Los llevaron a los tribunales de Comodoro Py a declarar como testigos. Carrizo dejó su celular, dio la clave. Cuando días después lo llamaron para que lo vaya a buscar quedó detenido.
Los mensajes
En su celular se encontraron mensajes donde habla de la organización del atentado. Son del mismo 1 de septiembre y se los envió a Andrea Posadas, su hermanastra: “Esto estaba planificado para dentro de una semana. Hizo todo mal. Es un pelotudo”; “estamos decididos a matarla a puta esa”; “Cristina tiene miedo. Salió mal, pero tiene miedo”; “mi amigo estuvo a un segundo de convertirse en héroe nacional, Andrea. Estuvo muy cerca. Falló el arma. No lo entiendo. Andaba bien”; “mirá, no sé si es una buena noticia, pero el arma con la que intentó ponerla no es la mía, yo le di un 22 corto... Recién hablé con la novia y la tiene ella, así que mañana la vamos a ocultar y vamos a ir a Crónica a hablar”.
Sobre esos mensajes dijo: “Cuando pasó lo del atentado abrí el celular y salían muchos memes, comentarios, cosas que se tiran para el chiste. Yo me prendí de eso"
"Primero fue a la hija de la pareja de mi papá, sobre que éramos una organización, la empecé a joder. La idea era que se coman el verso. Tengo ese humor, hacerle creer algo a alguien para que tenga una reacción. Y a Jonatan Posadas , que está en el Polo Obrero, le dije que estaba todo organizado. A un amigo le dije que íbamos a matar al jefe de la izquierda. La realidad es que no conozco a nadie, no sé quién es el jefe de la izquierda. En su momento les juro que nunca me lo tomé con la seriedad que tenía que ser. Hace un año y nueve meses que me estoy castigando por eso. Lo que dije nunca fue cierto, fue en joda”.
“No puede ser que por esto esté acá. No lo puedo creer. Las cosas que me desvinculaban del caso nunca las tomaron en cuenta. Lo que declaré nunca me creyeron. Si pudiera volver el tiempo atrás, ni siquiera la hubiese ayudado a ella. Cometí dos errores. Mandar los mensajes y ayudarla a ella”, dijo Carrizo.
“Es por lógica que son chistes, son jodas que hice.
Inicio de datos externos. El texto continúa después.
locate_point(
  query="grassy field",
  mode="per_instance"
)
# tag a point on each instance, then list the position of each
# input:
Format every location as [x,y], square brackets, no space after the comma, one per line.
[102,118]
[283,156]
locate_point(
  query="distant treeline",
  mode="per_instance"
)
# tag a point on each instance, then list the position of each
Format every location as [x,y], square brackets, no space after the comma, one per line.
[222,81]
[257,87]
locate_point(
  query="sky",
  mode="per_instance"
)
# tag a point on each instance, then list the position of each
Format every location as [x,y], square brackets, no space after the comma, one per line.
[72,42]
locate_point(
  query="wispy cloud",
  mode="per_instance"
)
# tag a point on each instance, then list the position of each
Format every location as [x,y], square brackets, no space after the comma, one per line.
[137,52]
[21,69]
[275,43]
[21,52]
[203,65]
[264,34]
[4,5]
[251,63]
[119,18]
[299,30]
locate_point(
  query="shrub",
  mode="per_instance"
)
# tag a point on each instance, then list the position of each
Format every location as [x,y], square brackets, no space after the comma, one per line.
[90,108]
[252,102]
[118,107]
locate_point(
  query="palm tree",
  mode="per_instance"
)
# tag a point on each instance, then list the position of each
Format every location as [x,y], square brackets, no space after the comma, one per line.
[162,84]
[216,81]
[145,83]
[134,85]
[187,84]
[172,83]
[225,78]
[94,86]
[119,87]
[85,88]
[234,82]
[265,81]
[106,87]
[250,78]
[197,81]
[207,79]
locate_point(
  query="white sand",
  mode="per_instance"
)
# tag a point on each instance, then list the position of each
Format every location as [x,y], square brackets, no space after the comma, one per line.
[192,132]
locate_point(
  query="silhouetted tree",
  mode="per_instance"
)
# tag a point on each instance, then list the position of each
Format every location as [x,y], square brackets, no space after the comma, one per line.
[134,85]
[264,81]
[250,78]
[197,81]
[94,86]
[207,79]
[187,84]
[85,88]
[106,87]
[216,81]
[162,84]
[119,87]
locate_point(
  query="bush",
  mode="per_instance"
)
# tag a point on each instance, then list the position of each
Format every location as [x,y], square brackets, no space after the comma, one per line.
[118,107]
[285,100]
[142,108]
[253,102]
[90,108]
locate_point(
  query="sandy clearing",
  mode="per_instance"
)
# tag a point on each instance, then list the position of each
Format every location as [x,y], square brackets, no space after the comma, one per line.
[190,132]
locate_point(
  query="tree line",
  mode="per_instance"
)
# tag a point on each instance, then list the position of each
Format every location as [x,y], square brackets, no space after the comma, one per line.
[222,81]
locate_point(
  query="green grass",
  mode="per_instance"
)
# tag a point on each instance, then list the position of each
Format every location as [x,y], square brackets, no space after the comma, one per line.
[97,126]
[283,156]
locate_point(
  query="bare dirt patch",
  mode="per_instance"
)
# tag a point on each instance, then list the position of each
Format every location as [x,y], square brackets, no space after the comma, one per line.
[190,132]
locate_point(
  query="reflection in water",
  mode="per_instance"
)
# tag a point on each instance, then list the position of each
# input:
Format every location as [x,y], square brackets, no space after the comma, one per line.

En ningún momento le pasé un arma a ella nunca le di a un arma a nadie, nunca tuve un arma en mi mano, nunca disparé, no sé nada de eso. Lo único que quería era que se coman el verso”, declaró.
Dijo que no sabía nada del atentado que hizo Sabag Montiel y que nunca cruzó mensajes sobre el tema. “Por qué no me ponen el aparato ese que te ponen para decir la verdad”, pidió.
“No tengo nada en contra de Cristina, jamás mataría a una persona. Es una locura. Mis objetivos es otra cosa. Ni en pedo, ni loco me voy a meter en algo así. Le quiero pedir perdón si ofendí a la señora Kirchner”, finalizó.